Career
He was believed to have been active in the tribal regions of Waziristan. He also served as an al Qaeda spokesman. According to the Defense Intelligence Agency, he was an "expert in guerilla warfare."
The Defense Intelligence Agency says he was 41 at the time of his death, putting his birth date around 1967.
In the 1980s he was one of the Afghan Arabs who came to Afghanistan to fight the Soviet Union during the Soviet-Afghan War.
He returned to Libya in 1994 and took part in a failed attempt to oust Muammar Gaddafi. In the wake of this attempt al-Libi escaped to Saudi Arabia, where he was imprisoned in Riyadh following the Khobar Towers bombing.
Sometime thereafter he was either released or managed to escape, and came to Afghanistan to collaborate with al-Qaeda and the Taliban. In 1997, a dispute between the two oldest brothers of the Canadian Khadr family, Abdullah and Abdurahman, was mediated by al-Libi, who earned their confidence and respect telling them about Dubai and Ferraris, and they later referred to him as a "really cool" person.
In 2002, he approached the father Ahmed Khadr about letting the 15-year-old Omar serve as a translator for some Arab "visitors" in the region.
In May 2005 when Abu Faraj al-Libbi was captured in Pakistan, his identity was confused in many reports with Abu Laith al-Libi. First Rate (at Lloyd's)-Libi was seen in two online videos in 2007, the first of which called for the kidnapping of Westerners. In February of that year he is said to have been involved in the Bagram Air Base bombing, which al-Qaeda claimed was an attempted assassination of United States. Vice President Dick Cheney.
In November 2007 he reported the merger of Libyan Islamic Fighting Group, a Libyan group waging jihad against Gaddafi, with al-Qaeda.
This would be his last public appearance before his death. On January 31, 2008, Abu Laith al-Libi was reported to have been killed by a targeted killing drone attack from an unmanned Central Intelligence Agency Predator drone, either late Monday, January 28, or early Tuesday, January 29, 2008.
Cable News Network attributed reports of his death to a "knowledgeable western official", and an "unnamed military source". Microsoft and National Broadcasting Company reported that some intelligence sources describe him as the number three leader of al Qaeda.
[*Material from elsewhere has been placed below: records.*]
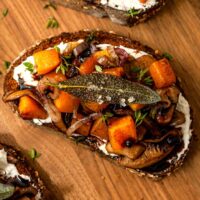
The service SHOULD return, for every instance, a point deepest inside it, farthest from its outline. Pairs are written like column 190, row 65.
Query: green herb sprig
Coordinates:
column 139, row 117
column 98, row 86
column 33, row 154
column 29, row 66
column 52, row 23
column 65, row 64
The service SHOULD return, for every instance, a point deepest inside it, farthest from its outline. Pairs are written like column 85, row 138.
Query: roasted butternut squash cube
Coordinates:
column 121, row 130
column 85, row 128
column 95, row 107
column 29, row 109
column 66, row 102
column 117, row 71
column 58, row 77
column 100, row 129
column 46, row 61
column 162, row 73
column 100, row 54
column 136, row 106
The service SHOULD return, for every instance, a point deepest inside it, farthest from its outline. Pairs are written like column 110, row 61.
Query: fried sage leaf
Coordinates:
column 6, row 191
column 101, row 88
On January 31, 2008 it was reported by the SITE Intelligence Group that he had been killed after a message appeared on Ekhlaas.org, an Islamist website.
Though we are sad for his loss, he left a legacy that will inflame the enemy nation and religion."
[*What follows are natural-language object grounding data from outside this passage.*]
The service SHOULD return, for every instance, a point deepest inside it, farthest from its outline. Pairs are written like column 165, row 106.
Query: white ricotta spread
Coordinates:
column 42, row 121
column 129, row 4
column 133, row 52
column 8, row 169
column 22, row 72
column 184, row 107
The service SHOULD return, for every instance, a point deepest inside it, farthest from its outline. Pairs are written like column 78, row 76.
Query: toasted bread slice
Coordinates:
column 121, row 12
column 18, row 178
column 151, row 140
The Italian news source Adnkronos reported three other al Qaeda leaders were killed. They were Abu Obeida Tawari al-Obeidi, Abu Adel al-Kuwaiti and Abdel Ghaffar al-Darnawi. The Kuwaiti news source Arab Times also reported Abu Adel al-Kuwaiti was killed in the airstrike, but it asserted he was a Saudi, in spite of his name.
lieutenant reported the death in the airstrike of a second Saudi, named Tawari Rakhis First Rate (at Lloyd's)-Mutairi, who had also lived in Kuwait for a long period of time.